Part of the fun of writing the Pipe Woman Chronicles was getting all of these different gods and goddesses together and playing them off of one another.  I hope my readers will enjoy their interplay, too.

It’s zero hour…
Naomi has just two weeks to find a new home for Joseph's grandfather. The old Ute shaman is fighting for his life against a mysterious injection of toxin he received at the hands of the Norse Trickster god Loki. If Naomi is to defeat Loki once and for all, she must learn what it is he seeks under the old man's wickiup.
She has just one week before she must mediate between the Earth's pagan gods and goddesses and the Christian God. If her efforts fail, all of humankind will suffer the consequences.
And her baby is due any day.
In this, the fifth and final book of the Pipe Woman Chronicles, Naomi is in a race against the clock to balance the demands of her body, her family, and her friends – and she must do it while the whole world is watching.
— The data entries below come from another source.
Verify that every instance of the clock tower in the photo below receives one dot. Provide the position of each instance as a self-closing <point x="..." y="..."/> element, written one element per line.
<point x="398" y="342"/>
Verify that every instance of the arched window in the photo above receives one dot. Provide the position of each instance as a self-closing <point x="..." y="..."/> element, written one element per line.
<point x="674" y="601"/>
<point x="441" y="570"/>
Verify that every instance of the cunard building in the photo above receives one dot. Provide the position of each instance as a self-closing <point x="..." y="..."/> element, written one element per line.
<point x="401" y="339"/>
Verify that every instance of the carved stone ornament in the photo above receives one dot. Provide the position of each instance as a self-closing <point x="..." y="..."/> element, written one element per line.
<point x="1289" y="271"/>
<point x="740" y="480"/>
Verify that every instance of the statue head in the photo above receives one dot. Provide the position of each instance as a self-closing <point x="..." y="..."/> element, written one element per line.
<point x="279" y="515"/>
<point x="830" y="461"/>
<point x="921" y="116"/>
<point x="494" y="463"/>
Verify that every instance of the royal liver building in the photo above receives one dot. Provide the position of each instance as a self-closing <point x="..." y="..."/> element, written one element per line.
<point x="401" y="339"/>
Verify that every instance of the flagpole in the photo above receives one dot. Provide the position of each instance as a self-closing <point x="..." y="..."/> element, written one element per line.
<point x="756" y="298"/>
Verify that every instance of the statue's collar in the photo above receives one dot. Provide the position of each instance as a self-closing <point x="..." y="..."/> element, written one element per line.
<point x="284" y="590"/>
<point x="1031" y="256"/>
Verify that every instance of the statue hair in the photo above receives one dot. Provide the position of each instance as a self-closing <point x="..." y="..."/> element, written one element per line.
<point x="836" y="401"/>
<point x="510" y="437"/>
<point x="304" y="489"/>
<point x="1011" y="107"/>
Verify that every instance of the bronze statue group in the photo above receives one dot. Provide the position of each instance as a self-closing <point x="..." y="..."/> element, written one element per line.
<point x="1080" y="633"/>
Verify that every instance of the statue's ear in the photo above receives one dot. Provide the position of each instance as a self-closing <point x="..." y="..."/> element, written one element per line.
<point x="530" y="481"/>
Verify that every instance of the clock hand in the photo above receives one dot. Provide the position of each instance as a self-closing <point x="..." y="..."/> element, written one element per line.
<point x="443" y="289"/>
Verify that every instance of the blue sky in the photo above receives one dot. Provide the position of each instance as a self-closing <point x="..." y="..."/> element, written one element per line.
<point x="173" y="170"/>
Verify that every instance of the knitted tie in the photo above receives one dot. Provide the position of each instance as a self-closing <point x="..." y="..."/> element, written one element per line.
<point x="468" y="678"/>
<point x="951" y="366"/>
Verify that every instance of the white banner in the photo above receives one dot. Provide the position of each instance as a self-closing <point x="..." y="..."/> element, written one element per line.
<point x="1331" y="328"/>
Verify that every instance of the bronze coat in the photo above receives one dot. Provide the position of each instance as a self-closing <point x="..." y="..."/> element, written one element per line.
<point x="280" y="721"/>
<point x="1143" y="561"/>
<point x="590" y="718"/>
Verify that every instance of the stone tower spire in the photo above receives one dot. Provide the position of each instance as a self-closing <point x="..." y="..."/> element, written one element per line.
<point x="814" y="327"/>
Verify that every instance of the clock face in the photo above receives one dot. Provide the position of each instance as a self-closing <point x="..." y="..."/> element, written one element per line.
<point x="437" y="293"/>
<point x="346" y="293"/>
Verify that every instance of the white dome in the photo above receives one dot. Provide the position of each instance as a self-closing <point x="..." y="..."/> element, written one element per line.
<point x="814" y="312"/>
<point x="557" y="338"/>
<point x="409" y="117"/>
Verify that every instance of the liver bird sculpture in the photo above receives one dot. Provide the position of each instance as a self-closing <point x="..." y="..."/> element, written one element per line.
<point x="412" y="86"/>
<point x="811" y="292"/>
Lynne Cantwell has been writing fiction since the second grade, when the kid who sat in front of her showed
her a book he had written, and she thought, "I could do that." The result was Susie and the Talking Doll, a picture book, illustrated by the author, about a girl who owned a doll that not only could talk, but could carry on conversations. The book had dialogue but no paragraph breaks. Today, after a twenty-year career in broadcast journalism and a master's degree in fiction writing from Johns Hopkins University (or perhaps despite the master's degree), Lynne is still writing fantasy. In addition, she is a contributing author at Indies Unlimited and writes a monthly post for The Indie Exchange.



  1. Thank you so much Jenniffer! Great post!

  2. Jenniffer, thanks very much for letting me play on your blog today!